As I write this, I am painfully aware that I have spent a lot of time in graduate school reading books and writing about them when I could have been practicing programming and learning more mathematics. My aspirations are to be a scientist, and I am well aware that that requires one to mathematically formalize ones findings–or, equivalently, to program them into a computer. (It goes without saying that computer programming is formalism, is automation, and so its central role in contemporary science or ‘data science’ is almost given to it by definition. It could not have been otherwise.)

Somehow I have been provoked into investing myself in a weaker form of capital, the benefit of which is the understanding that I write here, now.
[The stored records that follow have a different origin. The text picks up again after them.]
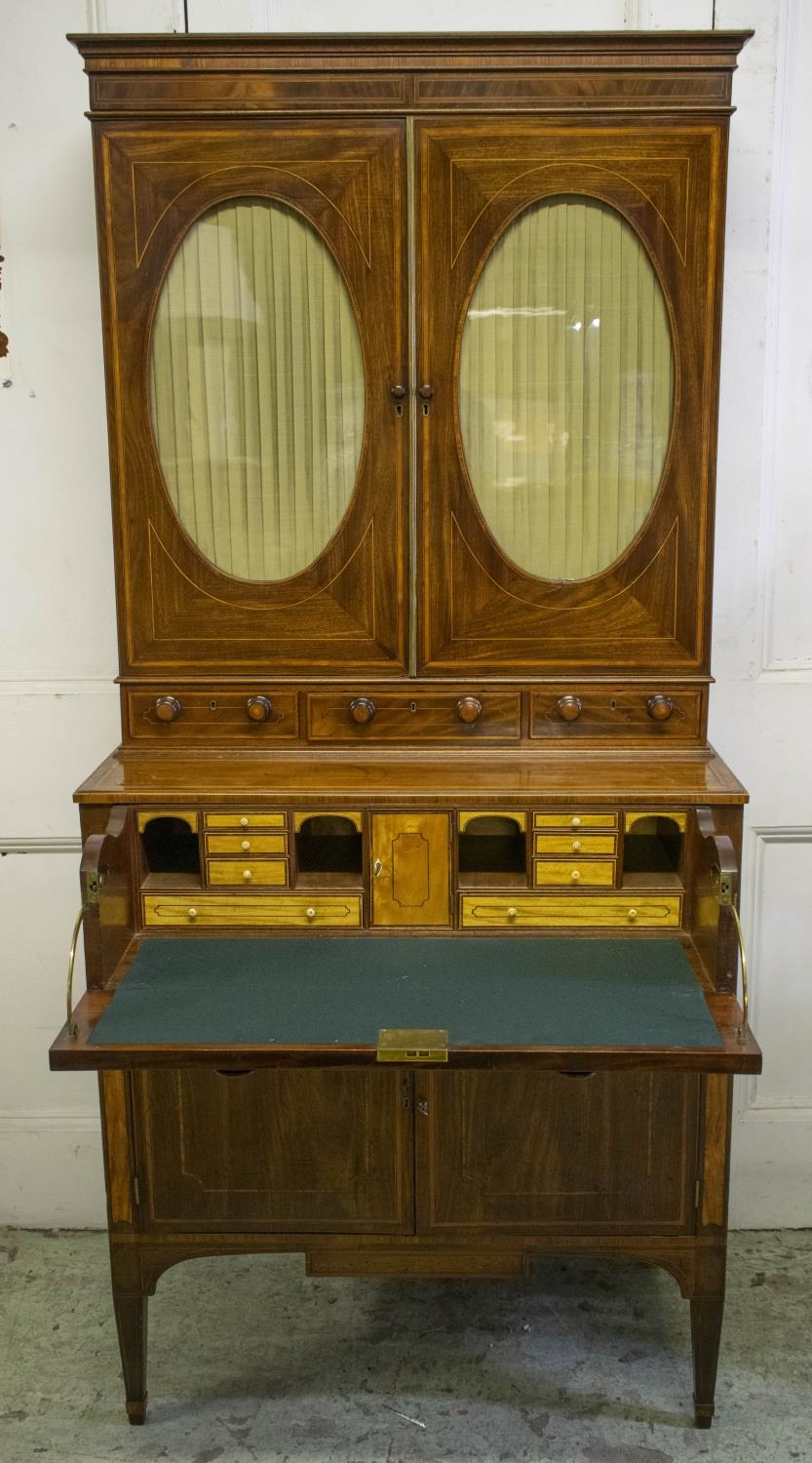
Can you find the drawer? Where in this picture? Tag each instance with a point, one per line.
(555, 912)
(613, 714)
(281, 910)
(239, 872)
(210, 716)
(600, 872)
(246, 843)
(239, 819)
(422, 717)
(575, 843)
(568, 818)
Theoretically, the point of doing all this work is to be able to identify a societal value and formalize it so that it can be capture in a technical design. Perhaps autonomy is this value. Another might call it freedom. So once again I am reminded of Simone de Beauvoir’s philosophy of science, which has been correct all along.

But perhaps de Beauvoir was naive about the political implications of technology. Science discloses possibilities, the opportunities are distributed unequally because science is socially situated. Inequality leads to more alienation, not less, for all but the scientists. Meanwhile autonomy is not universally valued–some would prefer the comforts of society, of family structure. If free from society, they would choose to reenter it. Much of ones preferences must come from habitus, no?

I am indeed reaching the limits of my ability to consider the problem discursively. The field is too multidimensional, too dynamic. The proper next step is computer simulation.